此示例使用 DirectML Execution Provider，它在 Windows 设备上的不同硬件选项中进行抽象化处理并在其上运行，并支持在本地加速器（如 GPU 和 NPU）上执行。

先决条件

设备必须启用开发人员模式。有关详细信息，请参阅启用用于开发的设备。
具有 .NET 桌面开发工作负载的 Visual Studio 2022 或更高版本。

创建新的 C# WinUI 应用

在 Visual Studio 中，创建新项目。在“创建新项目”对话框中，将语言筛选器设置为“C#”，将项目类型筛选器设置为“winui”，然后选择“空白应用，打包（WinUI3 in Desktop）”模板。将新项目命名为“ONNXWinUIExample”。

添加对 Nuget 包的引用

在解决方案资源管理器中，右键单击依赖项并选择管理 NuGet 包...。在 NuGet 包管理器中，选择“浏览”选项卡。搜索以下包，并在版本下拉列表中选择最新的稳定版本，然后单击安装。

包	描述
Microsoft.ML.OnnxRuntime.DirectML	提供用于在 GPU 上运行 ONNX 模型的 API。
SixLabors.ImageSharp	提供用于处理模型输入图像的图像实用工具。
SharpDX.DXGI	提供用于从 C# 访问 DirectX 设备的 API。

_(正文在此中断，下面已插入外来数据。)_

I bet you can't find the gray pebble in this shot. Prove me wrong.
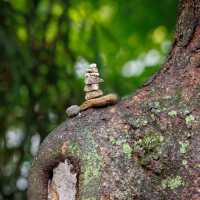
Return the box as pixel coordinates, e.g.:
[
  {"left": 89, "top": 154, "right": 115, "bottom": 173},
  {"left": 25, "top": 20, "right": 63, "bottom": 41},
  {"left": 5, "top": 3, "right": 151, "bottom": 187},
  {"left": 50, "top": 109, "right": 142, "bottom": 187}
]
[{"left": 66, "top": 105, "right": 80, "bottom": 117}]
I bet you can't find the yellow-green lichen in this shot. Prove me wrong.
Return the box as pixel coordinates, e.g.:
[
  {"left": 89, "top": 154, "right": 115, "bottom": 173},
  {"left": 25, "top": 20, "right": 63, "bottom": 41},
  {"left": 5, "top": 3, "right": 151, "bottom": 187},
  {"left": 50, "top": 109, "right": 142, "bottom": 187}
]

将以下 using 指令添加到 MainWindows.xaml.cs 的顶部，以便从这些库访问 API。

// MainWindow.xaml.cs
using Microsoft.ML.OnnxRuntime;
using Microsoft.ML.OnnxRuntime.Tensors;
using SharpDX.DXGI;
using SixLabors.ImageSharp;
using SixLabors.ImageSharp.Formats;
using SixLabors.ImageSharp.PixelFormats;
using SixLabors.ImageSharp.Processing;

将模型添加到项目

在 解决方案资源管理器中，右键单击你的项目并选择 添加新文件夹>。将新文件夹命名为“model”。在本示例中，我们将使用 https://github.com/onnx/models中的 resnet50-v2-7.onnx 模型。转到 https://github.com/onnx/models/blob/main/validated/vision/classification/resnet/model/resnet50-v2-7.onnx 处的模型的存储库视图。单击“下载原始文件”按钮。将此文件复制到刚刚创建的“model”目录中。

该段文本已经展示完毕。